Create subscription

Subscribes a listener application to receive notifications when the requested type of changes occur to the specified resource in Microsoft Graph.

Permissions

Creating a subscription requires read scope to the resource. For example, to get notifications on messages, your app needs the Mail.Read permission.

Depending on the resource and the permission type (delegated or application) requested, the permission specified in the following table is the least privileged required to call this API. To learn more, including how to choose permissions, see Permissions.

Supported resource Delegated (work or school account) Delegated (personal Microsoft account) Application
contact Contacts.Read Contacts.Read Contacts.Read
driveItem (user's personal OneDrive) Not supported Files.ReadWrite Not supported
driveItem (OneDrive for Business) Files.ReadWrite.All Not supported Files.ReadWrite.All
event Calendars.Read Calendars.Read Calendars.Read
group Group.Read.All Not supported Group.Read.All
group conversation Group.Read.All Not supported Not supported
message Mail.ReadBasic, Mail.Read Mail.ReadBasic, Mail.Read Mail.ReadBasic, Mail.Read
security alert SecurityEvents.ReadWrite.All Not supported SecurityEvents.ReadWrite.All
user User.Read.All User.Read.All User.Read.All

Note: There are additional limitations for subscriptions on OneDrive and Outlook items. The limitations apply to creating as well as managing subscriptions (getting, updating, and deleting subscriptions).

  • On personal OneDrive, you can subscribe to the root folder or any subfolder in that drive. On OneDrive for Business, you can subscribe to only the root folder. Notifications are sent for the requested types of changes on the subscribed folder, or any file, folder, or other driveItem instances in its hierarchy. You cannot subscribe to drive or driveItem instances that are not folders, such as individual files.
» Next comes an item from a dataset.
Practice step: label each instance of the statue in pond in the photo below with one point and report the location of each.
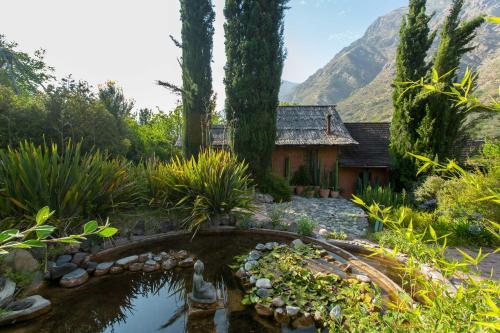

  • In Outlook, delegated permission supports subscribing to items in folders in only the signed-in user's mailbox. That means, for example, you cannot use the delegated permission Calendars.Read to subscribe to events in another user’s mailbox.

  • To subscribe to change notifications of Outlook contacts, events, or messages in shared or delegated folders:

    • Use the corresponding application permission to subscribe to changes of items in a folder or mailbox of any user in the tenant.
    • Do not use the Outlook sharing permissions (Contacts.Read.Shared, Calendars.Read.Shared, Mail.Read.Shared, and their read/write counterparts), as they do not support subscribing to change notifications on items in shared or delegated folders.

HTTP request

POST /subscriptions

Request headers

Name Type Description
Authorization string Bearer {token}. Required.

Response

If successful, this method returns 201 Created response code and a subscription object in the response body.

Example

Request

Here is an example of the request to send a notification when the user receives a new mail.
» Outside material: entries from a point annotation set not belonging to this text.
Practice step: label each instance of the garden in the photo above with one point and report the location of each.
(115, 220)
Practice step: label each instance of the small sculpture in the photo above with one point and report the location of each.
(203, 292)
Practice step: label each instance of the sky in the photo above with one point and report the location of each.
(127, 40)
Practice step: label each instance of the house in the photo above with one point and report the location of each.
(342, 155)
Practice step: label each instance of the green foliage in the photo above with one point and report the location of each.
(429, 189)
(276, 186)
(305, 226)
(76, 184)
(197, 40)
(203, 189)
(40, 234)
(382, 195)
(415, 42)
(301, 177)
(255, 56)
POST https://graph.microsoft.com/v1.0/subscriptions
Content-type: application/json

{
   "changeType": "updated",
   "notificationUrl": "https://webhook.azurewebsites.net/api/send/myNotifyClient",
   "resource": "me/mailFolders('Inbox')/messages",
   "expirationDateTime":"2016-11-20T18:23:45.9356913Z",
   "clientState": "secretClientValue"
}

In the request body, supply a JSON representation of the subscription object. The clientState field is optional.

Resources examples

The following are valid values for the resource property of the subscription:

Resource type Examples
Mail me/mailfolders('inbox')/messages
me/messages
Contacts me/contacts
Calendars me/events
Users users
Groups groups
Conversations groups('{id}')/conversations
Drives me/drive/root
Security alert security/alerts?$filter=status eq ‘New’
Response

Here is an example of the response. Note: The response object shown here may be truncated for brevity. All of the properties will be returned from an actual call.

HTTP/1.1 201 Created
Content-type: application/json
Content-length: 252

{
  "@odata.context": "https://graph.microsoft.com/beta/$metadata#subscriptions/$entity",
  "id": "7f105c7d-2dc5-4530-97cd-4e7ae6534c07",
  "resource": "me/mailFolders('Inbox')/messages",
  "applicationId": "24d3b144-21ae-4080-943f-7067b395b913",
  "changeType": "updated",
  "clientState": "secretClientValue",
  "notificationUrl": "https://webhook.azurewebsites.net/api/send/myNotifyClient",
  "expirationDateTime": "2016-11-20T18:23:45.9356913Z",
  "creatorId": "8ee44408-0679-472c-bc2a-692812af3437"
}

Notification endpoint validation

The subscription notification endpoint (specified in the notificationUrl property) must be capable of responding to a validation request as described in Set up notifications for changes in user data. If validation fails, the request to create the subscription returns a 400 Bad Request error.